(Sonunda ilham perilerin geldi ve uzun uzun yazdım. Ben yazdım da siz birkaç yorumdan esigermişsiniz kendinizi. 900 kişi okumuş ama beğenen yok. Ben de anlamıyorum ki seviliyor mu sevilmiyor mu? ondan bu kadar geç yazıyorum. yorum ve votelamayı unutmayın lütfen.)
Eve yaklaştığımı anladığımda durdum. Bacaklarım titriyordu. Ellerimle göz yaşlarımı silerken etrafımda döndüm. Tanrım ben ne yapmıştım? Nefes alış verişimi düzenledim. Eve sakin adımlarla yürüdüm ve kapıyı çaldım. Sam kapıyı açtı ve "Çok geciktin.
Herkes uyuyor."dedi. "Tamam."diyip içeri geçtim. "Patron hariç Marcella. Seni bekliyor."dedi. Sesindeki korkuyu hissedebiliyordum.

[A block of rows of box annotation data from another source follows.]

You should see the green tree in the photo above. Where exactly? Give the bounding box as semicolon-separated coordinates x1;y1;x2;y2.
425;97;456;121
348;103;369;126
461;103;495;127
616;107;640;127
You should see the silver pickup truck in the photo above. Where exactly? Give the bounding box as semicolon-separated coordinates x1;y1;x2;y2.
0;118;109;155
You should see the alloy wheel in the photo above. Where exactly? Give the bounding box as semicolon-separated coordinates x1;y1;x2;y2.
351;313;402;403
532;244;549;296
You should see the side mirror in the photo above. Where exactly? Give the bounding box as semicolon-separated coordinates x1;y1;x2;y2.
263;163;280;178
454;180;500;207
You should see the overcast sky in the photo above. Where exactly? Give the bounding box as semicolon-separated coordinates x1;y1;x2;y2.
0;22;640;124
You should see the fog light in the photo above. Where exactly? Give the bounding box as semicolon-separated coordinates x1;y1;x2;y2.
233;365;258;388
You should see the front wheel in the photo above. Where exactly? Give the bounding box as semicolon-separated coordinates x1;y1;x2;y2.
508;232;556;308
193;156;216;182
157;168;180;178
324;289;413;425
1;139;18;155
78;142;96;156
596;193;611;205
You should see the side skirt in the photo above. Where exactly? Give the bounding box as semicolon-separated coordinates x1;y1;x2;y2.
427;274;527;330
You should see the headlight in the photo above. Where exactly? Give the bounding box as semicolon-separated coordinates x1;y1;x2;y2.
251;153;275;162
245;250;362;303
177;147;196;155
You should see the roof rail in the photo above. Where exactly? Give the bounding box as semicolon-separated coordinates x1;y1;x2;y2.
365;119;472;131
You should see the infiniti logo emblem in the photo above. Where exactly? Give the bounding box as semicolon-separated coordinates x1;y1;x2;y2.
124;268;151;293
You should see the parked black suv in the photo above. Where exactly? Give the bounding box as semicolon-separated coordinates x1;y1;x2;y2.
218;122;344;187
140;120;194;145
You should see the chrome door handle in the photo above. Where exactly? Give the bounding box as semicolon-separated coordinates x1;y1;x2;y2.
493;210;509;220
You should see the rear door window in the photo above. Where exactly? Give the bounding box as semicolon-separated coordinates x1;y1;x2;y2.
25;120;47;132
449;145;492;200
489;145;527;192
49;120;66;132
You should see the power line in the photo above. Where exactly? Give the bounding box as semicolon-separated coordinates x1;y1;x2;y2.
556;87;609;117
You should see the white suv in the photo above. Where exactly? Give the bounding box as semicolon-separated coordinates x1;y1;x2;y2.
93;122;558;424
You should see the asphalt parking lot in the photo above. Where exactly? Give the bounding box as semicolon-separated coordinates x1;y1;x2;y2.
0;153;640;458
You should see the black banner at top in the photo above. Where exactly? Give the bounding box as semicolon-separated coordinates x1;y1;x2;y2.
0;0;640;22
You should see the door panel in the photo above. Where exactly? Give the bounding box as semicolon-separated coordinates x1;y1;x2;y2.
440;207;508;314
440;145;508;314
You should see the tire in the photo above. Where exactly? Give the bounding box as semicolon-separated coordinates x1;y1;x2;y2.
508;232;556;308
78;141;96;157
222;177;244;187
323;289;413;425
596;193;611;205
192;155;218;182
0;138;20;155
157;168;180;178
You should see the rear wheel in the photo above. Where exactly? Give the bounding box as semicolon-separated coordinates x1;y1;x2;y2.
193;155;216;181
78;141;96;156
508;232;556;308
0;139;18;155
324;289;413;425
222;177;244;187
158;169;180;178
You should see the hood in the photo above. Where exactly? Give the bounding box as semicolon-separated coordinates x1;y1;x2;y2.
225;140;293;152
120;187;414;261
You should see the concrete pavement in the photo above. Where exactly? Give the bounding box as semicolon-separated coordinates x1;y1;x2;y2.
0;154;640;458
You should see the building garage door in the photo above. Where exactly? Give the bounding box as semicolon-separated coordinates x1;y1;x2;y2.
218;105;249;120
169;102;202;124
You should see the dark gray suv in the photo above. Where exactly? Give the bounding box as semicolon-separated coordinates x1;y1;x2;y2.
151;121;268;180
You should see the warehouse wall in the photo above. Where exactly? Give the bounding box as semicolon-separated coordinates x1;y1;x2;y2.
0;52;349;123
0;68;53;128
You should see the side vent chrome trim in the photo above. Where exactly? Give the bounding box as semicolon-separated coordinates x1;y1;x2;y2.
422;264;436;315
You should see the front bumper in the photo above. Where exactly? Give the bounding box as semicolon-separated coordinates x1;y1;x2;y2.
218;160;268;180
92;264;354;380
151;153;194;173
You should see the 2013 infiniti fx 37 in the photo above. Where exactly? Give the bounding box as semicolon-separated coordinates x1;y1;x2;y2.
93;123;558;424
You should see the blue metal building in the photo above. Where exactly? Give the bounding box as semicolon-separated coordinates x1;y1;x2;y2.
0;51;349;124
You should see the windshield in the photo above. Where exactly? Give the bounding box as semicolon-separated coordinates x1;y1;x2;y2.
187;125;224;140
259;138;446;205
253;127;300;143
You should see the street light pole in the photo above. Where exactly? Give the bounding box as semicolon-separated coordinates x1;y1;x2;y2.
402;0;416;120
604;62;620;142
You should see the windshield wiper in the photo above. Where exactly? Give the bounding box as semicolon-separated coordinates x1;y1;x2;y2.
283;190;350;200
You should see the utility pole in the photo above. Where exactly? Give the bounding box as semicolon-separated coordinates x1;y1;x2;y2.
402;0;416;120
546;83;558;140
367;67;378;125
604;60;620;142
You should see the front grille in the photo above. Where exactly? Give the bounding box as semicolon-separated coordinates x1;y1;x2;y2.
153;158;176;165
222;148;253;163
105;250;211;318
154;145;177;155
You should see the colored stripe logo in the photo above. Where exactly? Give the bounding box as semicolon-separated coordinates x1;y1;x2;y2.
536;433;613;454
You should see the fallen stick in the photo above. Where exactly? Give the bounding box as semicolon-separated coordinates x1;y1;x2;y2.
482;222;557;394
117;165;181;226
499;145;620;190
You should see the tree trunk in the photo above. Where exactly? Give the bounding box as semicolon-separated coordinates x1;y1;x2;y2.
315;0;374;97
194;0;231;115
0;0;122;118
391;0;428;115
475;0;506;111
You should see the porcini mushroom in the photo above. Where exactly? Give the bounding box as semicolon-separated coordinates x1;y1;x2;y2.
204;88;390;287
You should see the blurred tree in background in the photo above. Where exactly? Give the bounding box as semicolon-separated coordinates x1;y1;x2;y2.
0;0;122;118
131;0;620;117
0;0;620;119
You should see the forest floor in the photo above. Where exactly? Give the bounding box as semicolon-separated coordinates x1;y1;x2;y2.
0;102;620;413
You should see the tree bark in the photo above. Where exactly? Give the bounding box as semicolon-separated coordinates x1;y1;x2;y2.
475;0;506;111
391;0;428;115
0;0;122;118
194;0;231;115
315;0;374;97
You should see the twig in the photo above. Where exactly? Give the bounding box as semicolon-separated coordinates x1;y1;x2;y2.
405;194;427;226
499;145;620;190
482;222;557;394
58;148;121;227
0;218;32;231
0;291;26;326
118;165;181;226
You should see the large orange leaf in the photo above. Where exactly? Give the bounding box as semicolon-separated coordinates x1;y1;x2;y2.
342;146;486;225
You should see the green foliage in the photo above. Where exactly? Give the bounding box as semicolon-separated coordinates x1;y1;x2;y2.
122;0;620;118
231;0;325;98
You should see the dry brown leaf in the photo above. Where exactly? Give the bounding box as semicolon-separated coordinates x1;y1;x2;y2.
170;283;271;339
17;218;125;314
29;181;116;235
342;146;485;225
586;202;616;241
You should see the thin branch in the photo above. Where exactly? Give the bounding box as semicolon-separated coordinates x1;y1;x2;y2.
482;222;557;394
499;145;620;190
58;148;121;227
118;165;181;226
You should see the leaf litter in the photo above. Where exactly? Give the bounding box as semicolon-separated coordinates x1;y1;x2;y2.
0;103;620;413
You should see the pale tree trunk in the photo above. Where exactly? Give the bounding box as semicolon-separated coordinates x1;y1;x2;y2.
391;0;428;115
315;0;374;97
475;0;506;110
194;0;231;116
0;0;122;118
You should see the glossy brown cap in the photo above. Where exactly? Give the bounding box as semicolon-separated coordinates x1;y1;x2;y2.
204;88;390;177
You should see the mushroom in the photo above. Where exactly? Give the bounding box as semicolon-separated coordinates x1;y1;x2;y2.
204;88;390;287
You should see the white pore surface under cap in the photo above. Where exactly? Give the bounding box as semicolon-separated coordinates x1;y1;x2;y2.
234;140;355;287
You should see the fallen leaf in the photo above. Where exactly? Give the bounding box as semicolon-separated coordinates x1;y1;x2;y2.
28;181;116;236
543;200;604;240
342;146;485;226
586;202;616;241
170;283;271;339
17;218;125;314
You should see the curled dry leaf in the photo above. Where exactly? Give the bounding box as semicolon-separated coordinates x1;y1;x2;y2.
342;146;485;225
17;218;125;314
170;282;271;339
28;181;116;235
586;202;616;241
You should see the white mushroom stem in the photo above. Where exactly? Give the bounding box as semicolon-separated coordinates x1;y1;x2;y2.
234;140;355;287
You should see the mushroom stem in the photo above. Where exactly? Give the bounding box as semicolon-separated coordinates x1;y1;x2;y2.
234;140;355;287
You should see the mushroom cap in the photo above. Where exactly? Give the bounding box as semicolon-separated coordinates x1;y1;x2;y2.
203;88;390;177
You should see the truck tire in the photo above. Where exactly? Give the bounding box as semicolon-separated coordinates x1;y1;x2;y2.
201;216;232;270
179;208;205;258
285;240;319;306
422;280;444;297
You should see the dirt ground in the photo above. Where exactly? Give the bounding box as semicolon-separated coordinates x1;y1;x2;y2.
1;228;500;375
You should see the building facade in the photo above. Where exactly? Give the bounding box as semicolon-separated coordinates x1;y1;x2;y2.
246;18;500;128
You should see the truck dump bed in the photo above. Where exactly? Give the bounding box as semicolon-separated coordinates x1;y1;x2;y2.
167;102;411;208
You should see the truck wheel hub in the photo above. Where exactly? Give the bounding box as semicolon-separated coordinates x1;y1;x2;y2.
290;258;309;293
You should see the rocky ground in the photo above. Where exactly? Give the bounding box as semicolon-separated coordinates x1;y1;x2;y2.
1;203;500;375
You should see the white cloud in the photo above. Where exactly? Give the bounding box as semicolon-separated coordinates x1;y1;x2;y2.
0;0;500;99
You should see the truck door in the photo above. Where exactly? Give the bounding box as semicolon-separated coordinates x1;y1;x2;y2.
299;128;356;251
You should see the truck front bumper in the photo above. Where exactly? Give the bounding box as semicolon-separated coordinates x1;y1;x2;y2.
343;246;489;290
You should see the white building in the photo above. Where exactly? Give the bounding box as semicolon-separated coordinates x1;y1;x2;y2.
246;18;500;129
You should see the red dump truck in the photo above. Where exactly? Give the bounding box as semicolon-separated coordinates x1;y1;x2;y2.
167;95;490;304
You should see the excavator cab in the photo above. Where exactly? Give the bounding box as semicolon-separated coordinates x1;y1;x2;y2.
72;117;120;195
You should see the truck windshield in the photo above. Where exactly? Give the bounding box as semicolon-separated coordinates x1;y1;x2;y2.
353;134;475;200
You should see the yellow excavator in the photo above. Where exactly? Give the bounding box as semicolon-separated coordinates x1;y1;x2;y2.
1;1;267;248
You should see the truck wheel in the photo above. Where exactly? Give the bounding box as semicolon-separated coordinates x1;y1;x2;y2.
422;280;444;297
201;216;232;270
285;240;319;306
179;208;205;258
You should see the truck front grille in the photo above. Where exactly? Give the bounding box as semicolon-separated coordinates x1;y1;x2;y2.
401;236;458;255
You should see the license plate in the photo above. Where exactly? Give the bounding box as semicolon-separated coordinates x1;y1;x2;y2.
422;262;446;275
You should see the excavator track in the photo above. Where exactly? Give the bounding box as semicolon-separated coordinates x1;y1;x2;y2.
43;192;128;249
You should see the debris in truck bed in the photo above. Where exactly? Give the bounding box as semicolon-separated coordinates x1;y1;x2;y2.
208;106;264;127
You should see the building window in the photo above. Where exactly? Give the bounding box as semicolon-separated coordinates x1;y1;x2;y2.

Patronun kapısını çaldım. Açıktı. İçeri girdim. Arkası dönük bir halde koltukta oturuyordu. Yavaşça bana döndü ve "Geciktin."dedi. "Özür dilerim patron."dedim, "Bana ne getirdin bakalım?"diye sordu. Hiçbir şey. Tabi ya hiçbir şey. Harry?nin arkadaşını soymamıştım. Soyamamıştım. Ne için? Çocuk gibi ağladığım için. Peki neden ağladın Marcella? Lanet olası yaptığın iş yüzünden. Lanet olası hayatın yüzünden. Lanet olası patronun yüzünden. "Hiçbir şey!"diye bağırdım. Evet bağırmıştım. Gözlerinin büyüdüğünü gördüm. "Ne dedin?"diye yüzüme doğru kükredi. "Hiçbir şey lanet olasıca adam! Hiçbir şey! Beni duydun mu?"diye bağırdım ve masasını üzerindeki eşyaları yere savurdum. "Marcella sakin olman senin için iyi olucak."dedi. "Hahahahah!Sakin olmak mı?"dedim. "Daha küçücük bir işi yapamazken sana bir adamı öldürtmek için güvenmemi mi istiyorsun?"diye bağırdı. "Bana ne yapıp yapmayacağımı söyleyemezsin."dedim. Ayağı kalktı bana doğru yürüdü. "Söyleyemem ha?"dedi. Beni duvara fırlattı ve boğazımı bütün gücüyle sıkmaya başladı. Parmak uçlarımda duruyordum. Gözlerindeki öfkeyi görebiliyordum. Nefes alamamaya ve can çekişmeye başlamıştım. Birden biri içeri girdi ve ben yere yığıldım. Gözlerimi hafifçe araşadığımda Joe'nun patronu yere yatırıp yumrukladığını gördüm. Dur diye bağırmak istedim. Patron onu öldürtücekti. Kalabalığın sesleri kulağıma geliyordu. Sam araya girdi ve Joe'yu geriye fırlattı. Daha fazla izlemek istemiyordum. Zaten izleyemezdim de çünkü göz kapakların yavaş yavaş kapanmıştı.
Kendime geldiğimde karşımda iki göz fark ettim. Görüntü netleşince bunun Johanne olduğunu anladım. Yanında da Sam oturuyordu. Doğrulmaya çalıştım ama Johanne beni eliyle itekledi. "Dinlenmen lazım."dedi. Johanne belki daha bir silah ustası olamamıştı fakat şifası bir harikaydı. Elimi boğazıma götürdüm. Canım çok yanıyordu. Joe? Joe nerdeydi? "Sam Joe nerde?"dedim. Konuşurken canım yandığından inledim. "Nerde olduğunu biliyorsun Marcella."dedi. Yüz ifadesinden elimdenhiçbirşeygelmezdi demek istediğini anlayabilirdiniz. Patron onu kendi malikanesine götürmüştü. Büyük ihtimalle deposuna. Depo demek yanlış olurdu. Orayı işgence etmek için kullanırdı. Bunları düşünürken gözlerim dolmuştu. O kocaman evine sadece bir kere gitmiştim. O da Joe ile aynı sebepten: Saygısızlık. Peki ben neden hala burdaydım? Beni neden cezalandırmamıştı. Yoksa bunu başka bir şekilde mi yapmak istiyordu? Peki nasıl?,
"Sam oraya gitmem gerek."dedim. Çoktan ayağa kalkmıştım.
"Dur! Hayır. Gidemezsin."
"Benimle misin yoksa değil misin Sam?"dedim. Johanne elindeki silahı doldururken
"Ben hazırım."dedi. Sanırım o da patrondan nasibini almıştı gülümsedim.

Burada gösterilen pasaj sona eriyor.